Ahh yeah, didn't checked for that. I'll fix that.

> > Source/WebCore/platform/network/curl/MultipartHandle.cpp:135
> > +    char* end = const_cast<char*>(content) + contentLength;
> 
> Cannot this one be const?
> 

It can be, and will be :)

> > Source/WebCore/platform/network/curl/MultipartHandle.h:77
> > +    Vector<char> m_buffer;
> 
> Considering the operations you are doing (append and remove from beginning), a Vector may not be the best data structure. You might want to take a look at StreamBuffer (or Deque)
> 

The StreamBuffer operates with the concept of blocks (which are essentially Vectors) and these blocks are in a Deque. Also it is only possible to access the first block only, so if the boundary string is split between 2 block, to correctly handle that case that'll require more code and/or complexity in the MultipartHandler.

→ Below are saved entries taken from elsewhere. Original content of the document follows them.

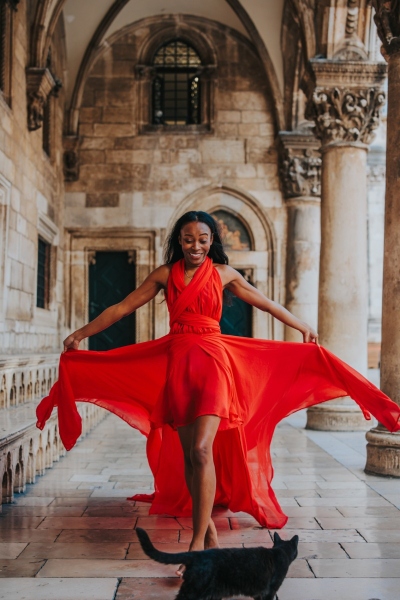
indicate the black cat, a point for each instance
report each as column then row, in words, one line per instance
column 224, row 572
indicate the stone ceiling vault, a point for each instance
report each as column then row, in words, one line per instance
column 86, row 26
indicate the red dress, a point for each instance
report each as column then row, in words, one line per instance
column 251, row 384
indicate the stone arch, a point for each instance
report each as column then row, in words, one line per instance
column 260, row 260
column 29, row 388
column 49, row 452
column 98, row 45
column 56, row 445
column 22, row 389
column 40, row 467
column 31, row 466
column 37, row 385
column 244, row 205
column 18, row 479
column 7, row 482
column 185, row 31
column 6, row 490
column 45, row 22
column 43, row 387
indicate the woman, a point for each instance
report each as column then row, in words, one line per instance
column 216, row 398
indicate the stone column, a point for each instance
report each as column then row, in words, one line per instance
column 344, row 100
column 301, row 181
column 383, row 448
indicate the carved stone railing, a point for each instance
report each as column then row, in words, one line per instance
column 25, row 451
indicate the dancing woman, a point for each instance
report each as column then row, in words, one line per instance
column 207, row 402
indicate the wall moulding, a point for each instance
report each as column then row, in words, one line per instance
column 40, row 83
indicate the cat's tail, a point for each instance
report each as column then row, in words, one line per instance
column 163, row 557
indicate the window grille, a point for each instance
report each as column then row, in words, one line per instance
column 43, row 274
column 176, row 85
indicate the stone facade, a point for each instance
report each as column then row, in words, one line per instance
column 31, row 204
column 83, row 167
column 139, row 176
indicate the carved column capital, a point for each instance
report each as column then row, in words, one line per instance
column 344, row 99
column 300, row 164
column 387, row 21
column 39, row 84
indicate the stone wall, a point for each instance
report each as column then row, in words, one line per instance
column 137, row 176
column 31, row 201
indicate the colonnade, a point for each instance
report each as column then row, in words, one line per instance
column 344, row 102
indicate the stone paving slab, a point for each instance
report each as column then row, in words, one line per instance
column 11, row 550
column 75, row 550
column 58, row 589
column 365, row 568
column 338, row 589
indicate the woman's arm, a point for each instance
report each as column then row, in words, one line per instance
column 234, row 282
column 144, row 293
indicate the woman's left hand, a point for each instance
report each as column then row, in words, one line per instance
column 310, row 335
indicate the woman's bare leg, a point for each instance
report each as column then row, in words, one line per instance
column 197, row 441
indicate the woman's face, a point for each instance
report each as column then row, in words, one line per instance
column 196, row 239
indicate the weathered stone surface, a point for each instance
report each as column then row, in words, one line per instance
column 96, row 200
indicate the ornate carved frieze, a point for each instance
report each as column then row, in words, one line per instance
column 387, row 20
column 352, row 17
column 40, row 83
column 300, row 165
column 71, row 157
column 345, row 99
column 376, row 173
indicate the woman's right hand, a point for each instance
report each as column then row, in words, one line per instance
column 71, row 342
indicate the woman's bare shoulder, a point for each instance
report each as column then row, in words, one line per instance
column 227, row 273
column 161, row 274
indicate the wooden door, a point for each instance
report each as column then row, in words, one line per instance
column 111, row 279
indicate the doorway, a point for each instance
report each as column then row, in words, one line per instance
column 237, row 318
column 111, row 278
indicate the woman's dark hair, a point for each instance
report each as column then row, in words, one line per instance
column 173, row 249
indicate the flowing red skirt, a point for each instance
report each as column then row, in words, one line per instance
column 271, row 381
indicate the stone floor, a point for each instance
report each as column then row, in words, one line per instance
column 71, row 535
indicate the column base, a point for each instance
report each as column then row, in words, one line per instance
column 383, row 452
column 334, row 416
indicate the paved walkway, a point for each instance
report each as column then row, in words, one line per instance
column 71, row 536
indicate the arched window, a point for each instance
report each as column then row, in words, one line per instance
column 176, row 87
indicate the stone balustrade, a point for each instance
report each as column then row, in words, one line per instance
column 25, row 451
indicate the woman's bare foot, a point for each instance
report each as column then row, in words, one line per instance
column 211, row 537
column 210, row 541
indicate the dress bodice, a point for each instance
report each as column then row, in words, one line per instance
column 201, row 310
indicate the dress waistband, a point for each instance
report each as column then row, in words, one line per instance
column 196, row 322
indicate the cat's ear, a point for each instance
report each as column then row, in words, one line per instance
column 277, row 539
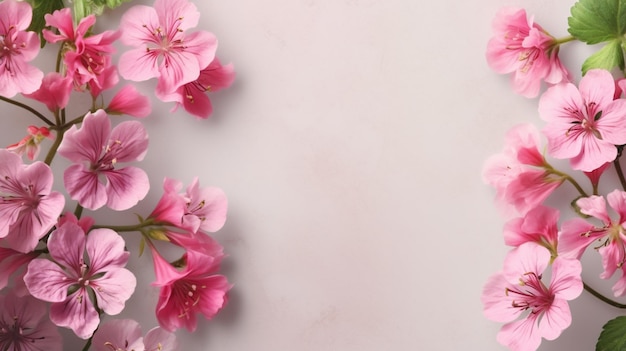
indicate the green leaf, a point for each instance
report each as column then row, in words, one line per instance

The Deque uses internally the same VectorBuffer as the Vector. Also note that if I would use Deque<char> then when appending characters I would need to iterate over all input chars to call append for each one, in Vector there is already such method so I don't need to write it (I know not a big excuse but still less code to type this way :))

> > Source/WebCore/platform/network/curl/ResourceHandleManager.cpp:406
> > +                d->m_multipartHandle = adoptPtr(new MultipartHandle(job, boundary));
> 
> We usually use static factory functions such as PassOwnPtr<MultipartHandle> MultipartHandle::create() for such cases so that we never deal with raw pointers externally.

Okay, that makes sense.
Comment 12 Peter Gal 2013-09-04 10:24:50 PDT
Created attachment 210473 [details]
patch v3

Updated patch (Sorry for the big delay)
Comment 13 WebKit Commit Bot 2013-09-04 10:27:50 PDT
Attachment 210473 [details] did not pass style-queue:

Failed to run "['Tools/Scripts/check-webkit-style', '--diff-files', u'Source/WebCore/ChangeLog', u'Source/WebCore/WebCore.vcxproj/WebCore.vcxproj', u'Source/WebCore/WebCore.vcxproj/WebCore.vcxproj.filters', u'Source/WebCore/platform/network/HTTPParsers.cpp', u'Source/WebCore/platform/network/HTTPParsers.h', u'Source/WebCore/platform/network/ResourceHandleInternal.h', u'Source/WebCore/platform/network/curl/MultipartHandle.cpp', u'Source/WebCore/platform/network/curl/MultipartHandle.h', u'Source/WebCore/platform/network/curl/ResourceHandleManager.cpp']" exit_code: 1
Source/WebCore/platform/network/curl/MultipartHandle.h:41:  The parameter name "handle" adds no information, so it should be removed.  [readability/parameter_name] [5]
Total errors found: 1 in 9 files


If any of these errors are false positives, please file a bug against check-webkit-style.
Comment 14 Peter Gal 2013-09-11 07:25:52 PDT
(In reply to comment #12)
> Created an attachment (id=210473) [details]
> patch v3
> 

ping?
Comment 15 Brent Fulgham 2013-09-12 11:02:24 PDT
Comment on attachment 210473 [details]
patch v3

r=me
Comment 16 WebKit Commit Bot 2013-09-12 11:25:20 PDT
Comment on attachment 210473 [details]
patch v3

Clearing flags on attachment: 210473

Committed r155633: <http://trac.webkit.org/changeset/155633>
Comment 17 WebKit Commit Bot 2013-09-12 11:25:23 PDT
All reviewed patches have been landed.  Closing bug.